On Thursday, Citi downgraded shares of Zoomlion Heavy Industry Science & Technology (1157:HK) (OTC: ZLIOF), shifting from a Buy to a Neutral stance and reducing the price target from HK$6.50 to HK$3.80. The downgrade is attributed to the anticipated prolonged weakness in construction machinery demand due to China's slowing property investment and new stringent guidelines for infrastructure project approvals.
Citi expressed concerns over Zoomlion's accounts receivables, which appear to be aging more than those of its peers, potentially indicating a higher risk of credit impairment losses in the face of tough macroeconomic conditions. This risk assessment has prompted Citi to adjust its earnings forecasts for Zoomlion for the fiscal years 2024 and 2025, with a decrease of 6% and 12% respectively.

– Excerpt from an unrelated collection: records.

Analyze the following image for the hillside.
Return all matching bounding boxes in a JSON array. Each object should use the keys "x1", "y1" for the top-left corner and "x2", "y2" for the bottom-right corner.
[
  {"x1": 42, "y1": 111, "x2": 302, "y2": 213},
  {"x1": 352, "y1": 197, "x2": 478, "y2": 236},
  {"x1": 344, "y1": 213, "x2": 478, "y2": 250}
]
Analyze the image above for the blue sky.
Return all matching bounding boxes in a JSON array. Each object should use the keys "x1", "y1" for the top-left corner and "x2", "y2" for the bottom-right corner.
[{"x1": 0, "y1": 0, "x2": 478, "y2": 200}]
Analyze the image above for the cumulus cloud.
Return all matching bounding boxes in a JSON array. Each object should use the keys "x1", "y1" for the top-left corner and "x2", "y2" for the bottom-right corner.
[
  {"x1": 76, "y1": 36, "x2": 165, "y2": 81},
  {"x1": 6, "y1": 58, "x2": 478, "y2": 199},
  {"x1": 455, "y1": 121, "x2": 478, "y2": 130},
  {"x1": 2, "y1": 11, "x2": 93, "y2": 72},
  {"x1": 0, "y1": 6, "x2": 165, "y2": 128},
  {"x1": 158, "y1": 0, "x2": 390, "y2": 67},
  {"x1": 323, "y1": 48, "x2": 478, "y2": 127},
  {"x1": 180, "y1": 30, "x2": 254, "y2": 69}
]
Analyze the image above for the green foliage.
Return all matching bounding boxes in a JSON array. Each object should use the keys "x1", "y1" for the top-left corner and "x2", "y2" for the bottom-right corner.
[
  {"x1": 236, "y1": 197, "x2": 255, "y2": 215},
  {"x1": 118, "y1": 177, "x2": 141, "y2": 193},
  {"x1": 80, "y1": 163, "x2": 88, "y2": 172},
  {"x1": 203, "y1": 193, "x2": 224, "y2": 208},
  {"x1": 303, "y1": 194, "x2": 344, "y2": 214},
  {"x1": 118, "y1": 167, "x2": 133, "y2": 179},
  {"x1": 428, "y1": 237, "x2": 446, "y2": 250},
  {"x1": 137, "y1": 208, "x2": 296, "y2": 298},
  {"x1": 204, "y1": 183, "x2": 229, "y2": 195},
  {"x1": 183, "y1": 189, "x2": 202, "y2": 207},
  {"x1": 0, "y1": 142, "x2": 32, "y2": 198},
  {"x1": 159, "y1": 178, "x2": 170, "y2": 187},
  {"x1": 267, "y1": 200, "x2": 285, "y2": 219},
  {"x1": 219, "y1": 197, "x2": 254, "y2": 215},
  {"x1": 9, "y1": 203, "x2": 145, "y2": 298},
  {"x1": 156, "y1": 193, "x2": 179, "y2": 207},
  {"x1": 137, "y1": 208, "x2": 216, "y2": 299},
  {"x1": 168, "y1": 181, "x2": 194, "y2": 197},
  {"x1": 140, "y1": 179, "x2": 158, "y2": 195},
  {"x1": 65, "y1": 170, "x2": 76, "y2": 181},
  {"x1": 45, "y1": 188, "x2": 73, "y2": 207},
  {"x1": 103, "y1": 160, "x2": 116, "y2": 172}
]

The revision of Zoomlion's price target to HK$3.80 is based on a valuation of 0.5 times its projected 2024 book value, a decrease from the previous 0.9 times. This change reflects a more conservative outlook on demand within China and anticipates greater asset impairment risks.
Despite the downgrade, Citi has opted to maintain a Neutral rating rather than a Sell. This decision comes after Zoomlion's shares experienced a significant drop of approximately 40% and currently offer a dividend yield of around 9%, which may offer some investment appeal despite the challenging environment.